Vishnu Krishnan, a planner on the downtown housing team, summarized the downtown housing plan’s goals: to increase housing feasibility downtown by adjusting development and design standards, addressing infrastructure and parking constraints, and identifying policy tools to encourage housing near transit. Krishnan said the team’s initial feasibility testing showed mid‑rise residential becomes financially more attractive under improved market conditions and that local policy changes can help accelerate projects when the market recovers.

Director Jonathan Lake explained that SB 79 will take effect July 1, 2026, and for Palo Alto would allow by‑right heights generally between 65 and 95 feet and densities up to 160 dwelling units per acre within a half‑mile of qualifying stations (University Avenue, California Avenue and portions of the San Antonio station area), with residential floor‑area ratios and the ability to obtain additional concessions under state density bonus law. Lake cautioned that the law’s implementation raises numerous uncertainties, including how much development will actually occur, whether office property owners will redevelop for housing, and what environmental review, if any, will be required for a local alternative plan.

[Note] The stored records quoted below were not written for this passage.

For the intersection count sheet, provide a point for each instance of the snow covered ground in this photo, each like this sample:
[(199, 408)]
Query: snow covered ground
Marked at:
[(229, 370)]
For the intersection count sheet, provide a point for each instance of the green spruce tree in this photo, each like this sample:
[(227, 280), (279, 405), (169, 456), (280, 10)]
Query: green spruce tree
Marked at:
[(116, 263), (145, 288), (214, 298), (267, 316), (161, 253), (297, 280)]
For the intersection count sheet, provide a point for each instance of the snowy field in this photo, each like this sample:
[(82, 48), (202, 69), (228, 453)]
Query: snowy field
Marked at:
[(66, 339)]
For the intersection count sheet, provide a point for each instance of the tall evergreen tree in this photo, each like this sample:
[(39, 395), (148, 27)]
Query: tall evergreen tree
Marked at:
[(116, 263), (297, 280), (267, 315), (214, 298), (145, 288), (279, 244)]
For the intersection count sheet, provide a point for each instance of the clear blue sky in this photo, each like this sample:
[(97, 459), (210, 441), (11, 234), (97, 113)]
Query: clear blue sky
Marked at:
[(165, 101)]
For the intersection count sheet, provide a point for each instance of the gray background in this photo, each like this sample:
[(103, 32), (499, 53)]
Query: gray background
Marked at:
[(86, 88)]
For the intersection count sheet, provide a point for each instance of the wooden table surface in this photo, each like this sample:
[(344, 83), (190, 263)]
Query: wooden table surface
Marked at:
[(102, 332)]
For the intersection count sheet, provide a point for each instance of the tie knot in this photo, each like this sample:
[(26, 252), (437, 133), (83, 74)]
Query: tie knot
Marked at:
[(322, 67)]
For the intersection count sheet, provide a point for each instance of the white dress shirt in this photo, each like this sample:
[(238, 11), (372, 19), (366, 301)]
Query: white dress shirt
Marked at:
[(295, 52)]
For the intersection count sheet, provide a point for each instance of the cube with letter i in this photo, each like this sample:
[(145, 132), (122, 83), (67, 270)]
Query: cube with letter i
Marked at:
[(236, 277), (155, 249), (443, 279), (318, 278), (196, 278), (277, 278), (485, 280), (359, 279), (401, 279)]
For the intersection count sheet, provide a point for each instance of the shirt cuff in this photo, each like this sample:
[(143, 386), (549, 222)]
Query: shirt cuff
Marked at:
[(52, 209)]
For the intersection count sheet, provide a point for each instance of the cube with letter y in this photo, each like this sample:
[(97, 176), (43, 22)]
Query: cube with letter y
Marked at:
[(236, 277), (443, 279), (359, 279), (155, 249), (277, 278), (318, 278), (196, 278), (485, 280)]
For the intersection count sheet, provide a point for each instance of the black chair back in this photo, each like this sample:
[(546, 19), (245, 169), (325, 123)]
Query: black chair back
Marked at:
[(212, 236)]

Staff identified tradeoffs for an alternative, transit‑oriented plan: a potential benefit would be a more nuanced distribution of additional floor area that preserves lower‑scale character in sensitive blocks by shifting development potential to other parcels; costs and unknowns include extra staff time, additional consultant work, a required state review by the Department of Housing and Community Development (HCD), unclear HCD review criteria and timing, and possible environmental analysis. Lake noted that an alternative plan must keep the same overall development potential within a station radius while limiting reductions on any single site and avoiding creating extreme density concentrations on others.

Council members discussed priorities and next steps. Some members supported a targeted alternative‑plan effort to explore whether Palo Alto could preserve lower‑scale character in parts of University Avenue or other sensitive locations by shifting development potential to other nodes. Several council members recommended forming an ad hoc group to help staff explore SB 79 implementation details and to coordinate the downtown plan, the San Antonio area plan and California Avenue planning work.

Public comment included a resident who said she intends to develop a property within a station radius and urged the city not to use procedural delays to obstruct implementation. Several council members and staff said they would seek additional technical analysis — including feasibility modeling, rough visual massing studies of potential build‑outs, and conversations with HCD and regional agencies — before deciding whether to pursue a formal alternative plan.

Ending

Council directed staff to continue analysis and recommended forming an ad hoc to work with staff on SB 79 implications and how to coordinate related planning efforts. Staff said it would return with further technical analysis and options for council consideration.